In most programs, doctors examine the patient daily, and nurses and aides visit up to three times a day, often for extended periods. Patients are admitted for three to five days after being seen in the emergency room, referred by a physician or discharged early from a hospital.
“It’s a very successful model, and in five years, I think, it’s going to be very common.
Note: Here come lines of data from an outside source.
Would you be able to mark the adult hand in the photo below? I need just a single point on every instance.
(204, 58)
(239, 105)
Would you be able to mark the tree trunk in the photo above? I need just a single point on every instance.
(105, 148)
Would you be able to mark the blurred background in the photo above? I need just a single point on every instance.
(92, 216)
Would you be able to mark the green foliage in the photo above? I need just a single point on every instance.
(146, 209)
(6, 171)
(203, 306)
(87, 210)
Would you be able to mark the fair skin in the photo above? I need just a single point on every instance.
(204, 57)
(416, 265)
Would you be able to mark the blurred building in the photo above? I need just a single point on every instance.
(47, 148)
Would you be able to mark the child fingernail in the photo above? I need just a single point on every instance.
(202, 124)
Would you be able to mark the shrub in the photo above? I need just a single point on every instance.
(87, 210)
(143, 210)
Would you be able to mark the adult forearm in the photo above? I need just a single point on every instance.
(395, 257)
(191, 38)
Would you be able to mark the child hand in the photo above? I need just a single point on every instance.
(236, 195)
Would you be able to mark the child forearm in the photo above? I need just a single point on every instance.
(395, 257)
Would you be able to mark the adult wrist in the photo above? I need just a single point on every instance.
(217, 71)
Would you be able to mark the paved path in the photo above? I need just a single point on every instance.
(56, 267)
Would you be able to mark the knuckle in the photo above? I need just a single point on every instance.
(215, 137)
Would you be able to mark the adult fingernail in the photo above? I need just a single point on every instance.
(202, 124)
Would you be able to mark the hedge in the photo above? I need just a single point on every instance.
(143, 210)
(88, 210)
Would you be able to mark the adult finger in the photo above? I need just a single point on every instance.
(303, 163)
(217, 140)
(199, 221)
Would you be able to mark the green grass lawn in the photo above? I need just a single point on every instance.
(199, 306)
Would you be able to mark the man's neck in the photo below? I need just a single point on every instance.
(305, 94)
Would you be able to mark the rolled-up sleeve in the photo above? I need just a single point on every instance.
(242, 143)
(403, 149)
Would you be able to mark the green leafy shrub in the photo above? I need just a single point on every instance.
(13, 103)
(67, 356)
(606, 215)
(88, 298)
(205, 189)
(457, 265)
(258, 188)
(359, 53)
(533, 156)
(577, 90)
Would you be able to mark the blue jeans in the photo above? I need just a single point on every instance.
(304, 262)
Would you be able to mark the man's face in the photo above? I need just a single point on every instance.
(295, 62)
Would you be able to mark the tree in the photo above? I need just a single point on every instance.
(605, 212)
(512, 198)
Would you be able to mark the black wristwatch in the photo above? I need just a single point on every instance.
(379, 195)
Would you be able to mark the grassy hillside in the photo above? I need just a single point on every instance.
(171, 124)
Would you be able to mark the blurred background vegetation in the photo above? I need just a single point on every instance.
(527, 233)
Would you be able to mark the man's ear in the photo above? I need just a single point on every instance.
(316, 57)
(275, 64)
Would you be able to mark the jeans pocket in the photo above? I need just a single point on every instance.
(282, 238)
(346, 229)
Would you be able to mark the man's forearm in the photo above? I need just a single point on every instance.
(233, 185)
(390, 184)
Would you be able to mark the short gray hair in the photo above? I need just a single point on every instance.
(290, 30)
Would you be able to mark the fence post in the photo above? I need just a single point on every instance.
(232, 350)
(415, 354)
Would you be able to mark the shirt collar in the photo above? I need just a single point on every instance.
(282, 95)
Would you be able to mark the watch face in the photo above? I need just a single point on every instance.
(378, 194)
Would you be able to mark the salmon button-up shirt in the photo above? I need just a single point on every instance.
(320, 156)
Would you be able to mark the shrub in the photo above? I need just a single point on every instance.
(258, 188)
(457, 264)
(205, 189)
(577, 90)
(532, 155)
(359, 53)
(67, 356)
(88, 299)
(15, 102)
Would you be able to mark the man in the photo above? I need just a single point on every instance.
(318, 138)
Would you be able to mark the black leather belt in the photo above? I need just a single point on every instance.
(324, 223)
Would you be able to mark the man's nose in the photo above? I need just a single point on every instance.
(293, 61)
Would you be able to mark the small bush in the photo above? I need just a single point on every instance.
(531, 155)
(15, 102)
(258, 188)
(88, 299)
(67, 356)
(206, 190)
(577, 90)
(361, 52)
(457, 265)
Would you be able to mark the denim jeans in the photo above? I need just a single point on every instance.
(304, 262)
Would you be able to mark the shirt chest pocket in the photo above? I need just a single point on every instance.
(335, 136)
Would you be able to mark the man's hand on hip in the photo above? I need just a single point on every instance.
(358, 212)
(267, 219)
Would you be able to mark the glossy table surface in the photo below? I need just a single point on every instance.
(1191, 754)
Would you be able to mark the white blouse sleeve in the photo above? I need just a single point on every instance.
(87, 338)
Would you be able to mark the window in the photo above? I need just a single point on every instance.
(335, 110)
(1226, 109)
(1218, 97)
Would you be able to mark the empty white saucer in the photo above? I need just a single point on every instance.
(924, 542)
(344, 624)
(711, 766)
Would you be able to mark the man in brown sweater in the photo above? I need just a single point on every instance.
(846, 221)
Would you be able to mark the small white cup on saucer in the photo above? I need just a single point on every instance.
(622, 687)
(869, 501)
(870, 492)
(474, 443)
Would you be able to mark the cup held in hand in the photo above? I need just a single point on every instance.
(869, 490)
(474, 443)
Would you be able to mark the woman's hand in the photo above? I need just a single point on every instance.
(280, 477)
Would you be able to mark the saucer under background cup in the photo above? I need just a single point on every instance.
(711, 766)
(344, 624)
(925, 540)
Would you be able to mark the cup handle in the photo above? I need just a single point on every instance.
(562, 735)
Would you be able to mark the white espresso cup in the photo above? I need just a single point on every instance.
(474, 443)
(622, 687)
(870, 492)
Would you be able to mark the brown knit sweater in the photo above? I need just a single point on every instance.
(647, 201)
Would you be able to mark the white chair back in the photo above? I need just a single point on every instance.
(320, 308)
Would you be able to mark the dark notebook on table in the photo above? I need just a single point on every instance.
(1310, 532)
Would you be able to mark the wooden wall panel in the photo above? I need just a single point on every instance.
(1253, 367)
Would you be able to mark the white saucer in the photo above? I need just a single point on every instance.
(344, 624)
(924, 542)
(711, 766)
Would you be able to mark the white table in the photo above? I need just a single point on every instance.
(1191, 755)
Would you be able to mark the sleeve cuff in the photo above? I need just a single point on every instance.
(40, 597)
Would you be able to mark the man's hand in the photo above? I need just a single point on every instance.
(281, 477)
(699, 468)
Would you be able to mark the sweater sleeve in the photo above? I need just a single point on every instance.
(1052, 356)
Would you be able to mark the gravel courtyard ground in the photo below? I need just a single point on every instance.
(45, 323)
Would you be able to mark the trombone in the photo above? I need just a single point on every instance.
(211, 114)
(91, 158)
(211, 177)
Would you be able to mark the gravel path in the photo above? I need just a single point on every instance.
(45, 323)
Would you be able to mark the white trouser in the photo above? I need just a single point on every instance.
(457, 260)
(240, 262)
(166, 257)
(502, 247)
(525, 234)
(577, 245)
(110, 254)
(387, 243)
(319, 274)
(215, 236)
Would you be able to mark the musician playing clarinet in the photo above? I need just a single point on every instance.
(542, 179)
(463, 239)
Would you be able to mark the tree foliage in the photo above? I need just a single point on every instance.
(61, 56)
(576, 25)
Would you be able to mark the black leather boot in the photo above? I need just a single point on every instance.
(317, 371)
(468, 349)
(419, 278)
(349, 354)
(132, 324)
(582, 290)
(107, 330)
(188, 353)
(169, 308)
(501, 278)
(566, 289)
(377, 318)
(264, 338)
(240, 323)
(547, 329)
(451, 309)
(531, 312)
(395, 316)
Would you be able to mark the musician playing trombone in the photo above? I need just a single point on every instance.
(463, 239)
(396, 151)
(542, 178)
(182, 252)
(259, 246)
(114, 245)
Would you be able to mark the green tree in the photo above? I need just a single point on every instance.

But we’re still in the early adoption phase,” said Mark McClelland, an assistant professor at the Center for Health Care Quality at George Washington University.
Among current plans for hospital-at-home programs:
-Presbyterian Healthcare and McClelland’s center have applied for a Medicare “innovation” grant to bring hospital-athome programs to Florida, Illinois, Minnesota, New York and Rhode Island.
-This summer, Centura Health, Colorado’s largest hospital system, plans a hospital-athome experiment in Colorado Springs, partnering with United HealthCare’s Secure Horizons Medicare managed-care plan.
-The Veterans Health Administration has approved funding for a new hospital-at-home program in Philadelphia and an expanded program in Honolulu, said Kenneth Shay, director of geriatric programs for the VHA.
-Clinically Home, a commercial venture, has developed a hospital-at-home model that involves caring for patients over 35 days, combining acute and post-acute care.
Resistance from Medicare and private insurers is the biggest problem these programs face. Traditional fee-for-service Medicare does not pay for hospital-at-home services, although some private Medicare Advantage plans may.
For physicians, “doing hospital-level services at home sounds scary,” and “it’s a big jump” that they haven’t yet em- braced, McClelland said.
Starting a program requires a considerable upfront investment of time and money, and it’s not a priority for many institutions focused more on keeping hospital beds full.
Patients prefer home
For Frank Blondin, care began with a call for help from a home health nurse. Within an hour, Ward arrived, performed a thorough evaluation, obtained the patient’s consent for a hospital-at-home admission, and decided on a treatment for his dehydration and infection. Then, Ward explained to his wife that complications would not be dealt with as quickly as in the hospital.
“Is that OK by you?” the doctor asked.
“I’m a little apprehensive because I’ve had to call 911 so many times for Frank,” Pamela Blondin admitted. “But he really wants to be home, and I’d much rather have him here.”